A normal resting pulse in an adult is between 60–100 b.p.m. Bradycardia is defined as a pulse rate of less than 60 b.p.m. and tachycardia of greater than 100. Is the pulse regular and if not how is it irregular? In addition to testing pulse volume and character, which are better assessed from the carotid pulse, should also checked the presence of pulsus paradoxus. In normal individuals the pulse decreases slightly in volume on inspiration and systolic blood pressure falls by 3–5mmHg. In severe obstructive diseases (e.g. severe asthma) the contractile force of respiratory muscles is so great that there is a marked fall in systolic pressure on inspiration. A fall of greater than 10 mmHg is pathological.

Examination of the limbs

Axillary lymph nodes, ankles for oedema etc. should be checked. Bilateral pitting oedema is seen in many conditions including congestive cardiac failure, liver failure and cor pulmonale.

Head and neck

Examination of the face

Signs of superior vena cava obstruction

Cushingoid features

Mouth may give the signs of:

Candida infection – white coating on tongue often seen after steroids or antibiotics

Central cyanosis

Examination of the eyes and test for anaemia are also necessary.

Examination of the neck

Tracheal position and measurement of the cricosternal distance should be made Then patient at 45° should be tested for the jugular venous pulse. Finally, test for cervical lymphadenopathy from behind must be done.

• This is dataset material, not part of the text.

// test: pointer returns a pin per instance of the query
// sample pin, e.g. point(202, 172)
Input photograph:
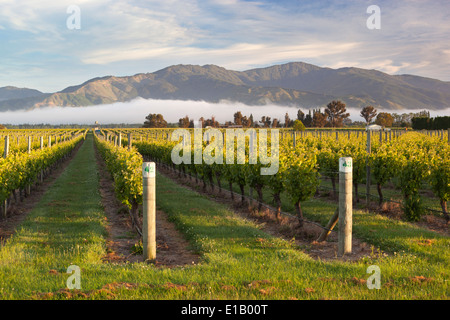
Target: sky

Normal breath sounds are described as vesicular and have a rustling quality heard in inspiration and the first part of expiration. Examination must be done by-

A logical order comparing the two sides

With the patient taking fairly quick breaths through an open mouth.


Patient should be palpated for any lumps or depressions and tested for the symmetry and extent of chest expansion. The apex beat should be in the fifth intercostal space at the midclavicular line. Test for tactile vocal fremitus should be done.


The percussion note tells us the consistency of the matter underlying the chest wall, i.e. if it is air, fluid or solid. When percussing, it should be remembered that the upper lobe predominates anteriorly and the lower lobe predominates posteriorly. Palpation to determine tracheal position should be done. Sounds listen may be-

Diminished vesicular breaths

Bronchial breathing

Added sounds, such as wheezes or stridor 

Crackles or

Pleural rub

With auscultation BAR (B – Breath sounds; A – Added sounds; R – vocal Resonance) is important. Added sounds that disappear when the patient coughs are not significant.


Once examination is finished, sum up the positive findings in a clear and concise manner constitutes the complete pulmonary history. For Homoepathic purposes, a thorough case taking as per norms of Homoeopathy should be done and the above pulmonary case history must be merged into it to find out the similimum.